Like many businesses during this recession, the “local rag,” as people may refer to it, is hurting. Advertising dollars have eroded. A major printing contract from the region’s paper of record disappeared. While it is busy reporting on layoffs at area enterprises, the N-G itself hasn’t been immune. And more layoffs are likely as the paper moves to a morning publishing cycle.
Get your news from the television? I have no problem with that. But consider this: the stations are not locally owned, and with a few exceptions, the folks talking in your television are not people who are invested in this community. They do not have the institutional memory of some of the lifers (OK, dinosaurs like Loren Tate; I can call him that because I know him) at the N-G. It wasn’t the television folks who brought to light that the owners of Pages of All Ages were well behind on their rent payments; it was the N-G. It wasn’t the television folks that exposed an elected public official slacking on the job; it was the N-G.
If you want the what, watch TV. If you want the why, read the paper.

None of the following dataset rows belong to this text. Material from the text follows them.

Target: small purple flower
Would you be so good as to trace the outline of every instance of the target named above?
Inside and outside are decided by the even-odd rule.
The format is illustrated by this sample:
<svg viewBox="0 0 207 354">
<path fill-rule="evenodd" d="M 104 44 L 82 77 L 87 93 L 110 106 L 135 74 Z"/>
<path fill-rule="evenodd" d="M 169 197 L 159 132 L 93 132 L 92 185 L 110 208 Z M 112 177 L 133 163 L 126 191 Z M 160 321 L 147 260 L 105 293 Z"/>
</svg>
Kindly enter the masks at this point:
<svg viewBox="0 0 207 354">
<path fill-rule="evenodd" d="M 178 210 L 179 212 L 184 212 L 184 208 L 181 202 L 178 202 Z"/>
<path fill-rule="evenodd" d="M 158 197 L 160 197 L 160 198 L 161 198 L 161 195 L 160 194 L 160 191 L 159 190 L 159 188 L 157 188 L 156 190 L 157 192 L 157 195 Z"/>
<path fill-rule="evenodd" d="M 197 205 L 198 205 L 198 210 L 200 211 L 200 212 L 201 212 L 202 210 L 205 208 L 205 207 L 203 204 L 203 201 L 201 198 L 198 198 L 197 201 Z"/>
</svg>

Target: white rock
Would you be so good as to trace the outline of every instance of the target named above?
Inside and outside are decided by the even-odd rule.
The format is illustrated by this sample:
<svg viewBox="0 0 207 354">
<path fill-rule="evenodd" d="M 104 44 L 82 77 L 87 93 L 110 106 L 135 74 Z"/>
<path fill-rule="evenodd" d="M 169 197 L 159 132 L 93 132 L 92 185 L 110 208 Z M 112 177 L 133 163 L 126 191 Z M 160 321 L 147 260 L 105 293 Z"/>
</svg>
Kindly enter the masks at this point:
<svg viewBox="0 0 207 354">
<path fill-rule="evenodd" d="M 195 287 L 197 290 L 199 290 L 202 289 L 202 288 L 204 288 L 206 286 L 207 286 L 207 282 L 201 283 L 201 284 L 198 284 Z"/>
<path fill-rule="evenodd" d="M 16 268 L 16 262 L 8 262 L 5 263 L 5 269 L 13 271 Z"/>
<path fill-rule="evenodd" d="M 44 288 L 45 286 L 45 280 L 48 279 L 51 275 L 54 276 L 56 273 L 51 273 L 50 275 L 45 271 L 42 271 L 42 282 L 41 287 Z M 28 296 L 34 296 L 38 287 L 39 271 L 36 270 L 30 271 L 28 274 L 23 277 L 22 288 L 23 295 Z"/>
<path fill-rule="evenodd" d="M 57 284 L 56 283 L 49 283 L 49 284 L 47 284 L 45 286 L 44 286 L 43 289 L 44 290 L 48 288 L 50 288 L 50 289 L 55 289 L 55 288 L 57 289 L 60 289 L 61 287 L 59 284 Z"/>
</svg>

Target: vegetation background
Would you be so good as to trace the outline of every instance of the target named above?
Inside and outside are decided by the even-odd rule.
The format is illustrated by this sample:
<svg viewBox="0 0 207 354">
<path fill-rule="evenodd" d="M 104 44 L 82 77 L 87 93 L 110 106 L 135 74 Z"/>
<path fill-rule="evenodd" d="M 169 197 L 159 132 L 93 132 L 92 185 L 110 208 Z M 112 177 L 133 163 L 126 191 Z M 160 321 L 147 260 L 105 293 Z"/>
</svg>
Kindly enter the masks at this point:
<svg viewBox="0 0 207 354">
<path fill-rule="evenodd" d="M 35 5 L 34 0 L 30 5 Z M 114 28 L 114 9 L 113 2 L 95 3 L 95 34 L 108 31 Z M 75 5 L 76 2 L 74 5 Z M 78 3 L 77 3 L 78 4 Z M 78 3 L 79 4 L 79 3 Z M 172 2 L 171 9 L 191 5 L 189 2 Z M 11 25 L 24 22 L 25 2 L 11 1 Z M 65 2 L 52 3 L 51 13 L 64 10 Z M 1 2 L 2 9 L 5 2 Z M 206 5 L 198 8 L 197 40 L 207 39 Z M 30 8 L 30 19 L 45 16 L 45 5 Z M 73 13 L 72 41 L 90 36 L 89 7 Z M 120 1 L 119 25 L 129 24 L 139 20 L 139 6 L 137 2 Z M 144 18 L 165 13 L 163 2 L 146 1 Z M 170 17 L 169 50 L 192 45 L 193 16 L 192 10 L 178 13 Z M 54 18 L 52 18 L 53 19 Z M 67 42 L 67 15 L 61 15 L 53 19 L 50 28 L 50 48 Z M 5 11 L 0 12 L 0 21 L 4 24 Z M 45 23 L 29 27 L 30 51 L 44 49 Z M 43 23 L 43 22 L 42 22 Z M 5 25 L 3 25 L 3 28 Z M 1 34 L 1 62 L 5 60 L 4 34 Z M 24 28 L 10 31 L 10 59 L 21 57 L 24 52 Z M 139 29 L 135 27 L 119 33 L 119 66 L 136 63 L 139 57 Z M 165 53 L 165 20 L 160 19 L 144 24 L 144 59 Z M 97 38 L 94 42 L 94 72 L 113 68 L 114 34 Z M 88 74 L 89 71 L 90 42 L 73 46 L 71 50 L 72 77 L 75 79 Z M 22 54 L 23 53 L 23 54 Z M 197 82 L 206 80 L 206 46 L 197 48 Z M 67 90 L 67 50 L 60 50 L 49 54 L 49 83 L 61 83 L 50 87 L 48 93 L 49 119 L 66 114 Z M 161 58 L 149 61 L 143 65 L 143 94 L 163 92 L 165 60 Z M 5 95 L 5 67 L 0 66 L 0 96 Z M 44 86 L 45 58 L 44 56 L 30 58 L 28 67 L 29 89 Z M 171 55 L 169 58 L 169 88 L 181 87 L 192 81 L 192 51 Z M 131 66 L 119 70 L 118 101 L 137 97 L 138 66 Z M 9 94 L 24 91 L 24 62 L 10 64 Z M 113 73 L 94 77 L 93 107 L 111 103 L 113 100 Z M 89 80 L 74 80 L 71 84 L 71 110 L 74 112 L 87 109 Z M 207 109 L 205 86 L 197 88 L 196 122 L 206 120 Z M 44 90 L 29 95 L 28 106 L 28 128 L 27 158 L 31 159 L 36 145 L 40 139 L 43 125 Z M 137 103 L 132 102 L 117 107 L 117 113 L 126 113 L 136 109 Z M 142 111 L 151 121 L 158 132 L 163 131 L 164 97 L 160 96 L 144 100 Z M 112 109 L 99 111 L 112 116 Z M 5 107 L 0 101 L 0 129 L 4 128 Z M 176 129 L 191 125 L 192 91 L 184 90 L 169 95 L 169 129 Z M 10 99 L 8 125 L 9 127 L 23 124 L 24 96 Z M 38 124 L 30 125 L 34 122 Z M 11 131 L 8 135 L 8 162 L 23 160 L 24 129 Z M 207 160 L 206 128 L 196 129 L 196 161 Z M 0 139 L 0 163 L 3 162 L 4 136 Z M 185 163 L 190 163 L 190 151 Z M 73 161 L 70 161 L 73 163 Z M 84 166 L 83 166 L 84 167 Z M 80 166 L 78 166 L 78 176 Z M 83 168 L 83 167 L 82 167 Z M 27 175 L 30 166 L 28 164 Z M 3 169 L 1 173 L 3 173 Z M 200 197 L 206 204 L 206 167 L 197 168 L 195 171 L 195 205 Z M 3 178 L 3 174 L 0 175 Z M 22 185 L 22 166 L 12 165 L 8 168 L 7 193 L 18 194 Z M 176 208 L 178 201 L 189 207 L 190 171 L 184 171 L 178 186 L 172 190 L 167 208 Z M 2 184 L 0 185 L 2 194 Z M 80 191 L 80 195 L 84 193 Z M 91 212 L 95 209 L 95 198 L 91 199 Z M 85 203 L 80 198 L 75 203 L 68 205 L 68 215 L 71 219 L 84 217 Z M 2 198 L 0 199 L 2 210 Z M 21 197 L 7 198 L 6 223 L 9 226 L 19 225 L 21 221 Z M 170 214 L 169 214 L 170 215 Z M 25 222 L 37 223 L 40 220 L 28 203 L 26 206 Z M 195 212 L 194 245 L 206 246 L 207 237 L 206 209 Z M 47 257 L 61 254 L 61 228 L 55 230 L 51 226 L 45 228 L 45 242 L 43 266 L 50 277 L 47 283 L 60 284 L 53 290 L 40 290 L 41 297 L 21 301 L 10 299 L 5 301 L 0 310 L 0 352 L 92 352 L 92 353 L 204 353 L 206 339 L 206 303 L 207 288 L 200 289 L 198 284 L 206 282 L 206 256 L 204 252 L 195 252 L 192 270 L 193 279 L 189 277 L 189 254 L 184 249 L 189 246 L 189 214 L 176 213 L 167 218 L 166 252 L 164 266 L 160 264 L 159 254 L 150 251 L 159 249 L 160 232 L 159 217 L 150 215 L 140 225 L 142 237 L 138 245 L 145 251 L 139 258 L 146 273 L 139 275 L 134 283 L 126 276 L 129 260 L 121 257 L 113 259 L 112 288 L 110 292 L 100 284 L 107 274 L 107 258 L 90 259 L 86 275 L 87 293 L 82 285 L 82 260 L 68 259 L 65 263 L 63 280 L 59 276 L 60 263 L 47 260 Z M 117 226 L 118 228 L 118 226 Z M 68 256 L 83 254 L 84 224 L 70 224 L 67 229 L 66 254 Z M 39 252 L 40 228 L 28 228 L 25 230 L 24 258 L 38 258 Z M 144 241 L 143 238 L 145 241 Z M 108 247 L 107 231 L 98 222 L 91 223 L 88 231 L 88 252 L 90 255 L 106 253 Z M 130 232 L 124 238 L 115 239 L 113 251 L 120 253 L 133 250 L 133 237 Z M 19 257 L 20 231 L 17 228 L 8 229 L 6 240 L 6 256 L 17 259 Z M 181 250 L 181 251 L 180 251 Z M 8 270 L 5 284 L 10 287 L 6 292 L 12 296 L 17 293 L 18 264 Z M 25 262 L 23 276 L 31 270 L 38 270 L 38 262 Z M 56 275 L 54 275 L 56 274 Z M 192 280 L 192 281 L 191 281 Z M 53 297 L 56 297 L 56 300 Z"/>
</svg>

But it’s not enough to just read the paper. My post about Pages for All Ages several weeks ago sparked an interesting discussion about supporting local businesses. This is a domino effect; I give my dollars to businesses that are locally owned as well as other businesses that invest in the local community. One of the primary reasons I don’t give my dollars to Sam Walton’s big bad box store is that they don’t advertise, for the most part, in in the local newspaper.
Everyone I know has their opinions on the local paper. It’s all sports, they say. It’s so conservative, they say. It has a terrible Web site, they say. I’m a big critic too, but I wouldn’t critique it if I didn’t care. Love it or hate it, it is undeniable that the N-G is a significant part of the fabric of Champaign-Urbana. And the same people who complain about it now will be the ones who will mourn it if it doesn’t survive the current downturn.